# Angular momentum operators as infinitesimal generators

1. Jun 6, 2013

### Yoran91

Hello everyone,

I'm going through some lecture notes and there are some things I don't understand about the whole derivation of the angular momentum multiplet.

It's said that the skew-symmetric 3x3 matrices $J_i$ are the infinitesimal generators of the rotation group $SO(3)$. Later, however, these are operators acting on a Hilbert space spanned by vectors $|jm\rangle$ which can take on all different kinds of dimensions depending on the spin $j$.

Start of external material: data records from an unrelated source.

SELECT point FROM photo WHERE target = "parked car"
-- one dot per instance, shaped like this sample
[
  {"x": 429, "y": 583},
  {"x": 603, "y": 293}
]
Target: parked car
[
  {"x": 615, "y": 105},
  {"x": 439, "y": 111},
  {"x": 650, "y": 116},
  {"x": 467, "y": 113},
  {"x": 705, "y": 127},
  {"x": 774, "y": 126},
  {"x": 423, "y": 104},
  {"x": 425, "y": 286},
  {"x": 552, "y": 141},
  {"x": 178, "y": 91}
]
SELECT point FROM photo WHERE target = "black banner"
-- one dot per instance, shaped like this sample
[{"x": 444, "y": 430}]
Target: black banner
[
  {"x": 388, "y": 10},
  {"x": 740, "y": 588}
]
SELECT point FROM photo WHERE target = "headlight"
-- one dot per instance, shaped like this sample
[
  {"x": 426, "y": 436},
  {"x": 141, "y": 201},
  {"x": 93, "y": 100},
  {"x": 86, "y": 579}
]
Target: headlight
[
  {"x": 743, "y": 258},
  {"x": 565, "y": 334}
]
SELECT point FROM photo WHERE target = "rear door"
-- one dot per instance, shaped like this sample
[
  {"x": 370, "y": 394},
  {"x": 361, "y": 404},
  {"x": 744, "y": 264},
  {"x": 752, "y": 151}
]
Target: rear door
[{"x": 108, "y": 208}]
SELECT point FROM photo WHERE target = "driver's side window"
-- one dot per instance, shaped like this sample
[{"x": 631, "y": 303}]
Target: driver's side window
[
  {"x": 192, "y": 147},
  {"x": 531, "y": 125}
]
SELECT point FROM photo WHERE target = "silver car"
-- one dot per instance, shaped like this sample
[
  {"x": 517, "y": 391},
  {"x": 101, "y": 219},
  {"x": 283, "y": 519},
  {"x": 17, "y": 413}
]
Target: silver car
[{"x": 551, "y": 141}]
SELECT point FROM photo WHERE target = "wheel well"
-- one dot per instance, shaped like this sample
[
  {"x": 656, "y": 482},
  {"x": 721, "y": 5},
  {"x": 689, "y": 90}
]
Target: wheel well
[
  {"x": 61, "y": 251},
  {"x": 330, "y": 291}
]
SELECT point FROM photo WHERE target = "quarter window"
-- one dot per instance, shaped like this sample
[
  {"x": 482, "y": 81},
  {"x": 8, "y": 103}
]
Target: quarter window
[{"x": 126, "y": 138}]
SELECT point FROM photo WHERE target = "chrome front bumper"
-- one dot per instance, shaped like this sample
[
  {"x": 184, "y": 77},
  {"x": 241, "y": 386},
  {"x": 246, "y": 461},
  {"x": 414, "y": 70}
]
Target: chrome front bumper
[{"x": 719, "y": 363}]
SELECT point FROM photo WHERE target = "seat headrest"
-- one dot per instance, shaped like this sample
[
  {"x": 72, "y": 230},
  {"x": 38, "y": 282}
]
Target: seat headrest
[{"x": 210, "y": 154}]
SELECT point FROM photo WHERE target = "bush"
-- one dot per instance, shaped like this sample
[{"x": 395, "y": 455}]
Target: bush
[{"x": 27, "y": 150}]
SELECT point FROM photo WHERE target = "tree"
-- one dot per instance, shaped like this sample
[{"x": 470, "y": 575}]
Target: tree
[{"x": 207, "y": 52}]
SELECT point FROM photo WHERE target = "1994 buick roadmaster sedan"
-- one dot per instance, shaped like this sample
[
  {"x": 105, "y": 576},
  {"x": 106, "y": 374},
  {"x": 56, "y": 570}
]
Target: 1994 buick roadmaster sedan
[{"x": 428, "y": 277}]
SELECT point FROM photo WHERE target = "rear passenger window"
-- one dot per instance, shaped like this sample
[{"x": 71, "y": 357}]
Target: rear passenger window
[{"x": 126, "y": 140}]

This doesn't make any sense to me! What is the relation between these operators and the matrices and how does spin 'tell' what the dimensions of the operators should be?
Can anyone help?

2. Jun 6, 2013

### dextercioby

There's the subtle difference into what a representation is: Since the group is 3 dimensional, the generators will be 3, namely 3 matrices with 3 columns and 3 rows. You wish to represent this (symmetry) group onto some complex separable Hilbert space. But the dimension of the Hilbert space can be any number from 1 to infinity. So a representation of the group takes a 3x3 matrix into a linear (unitary in case of SO(3), as per Wigner's theorem) operator on a Hilbert space. If the Hilbert space in which you wish to represent the rotation matrix is 2-dimensional (as in the case of spin of an electron, for example), the representation is a mapping from SO(3) to C2.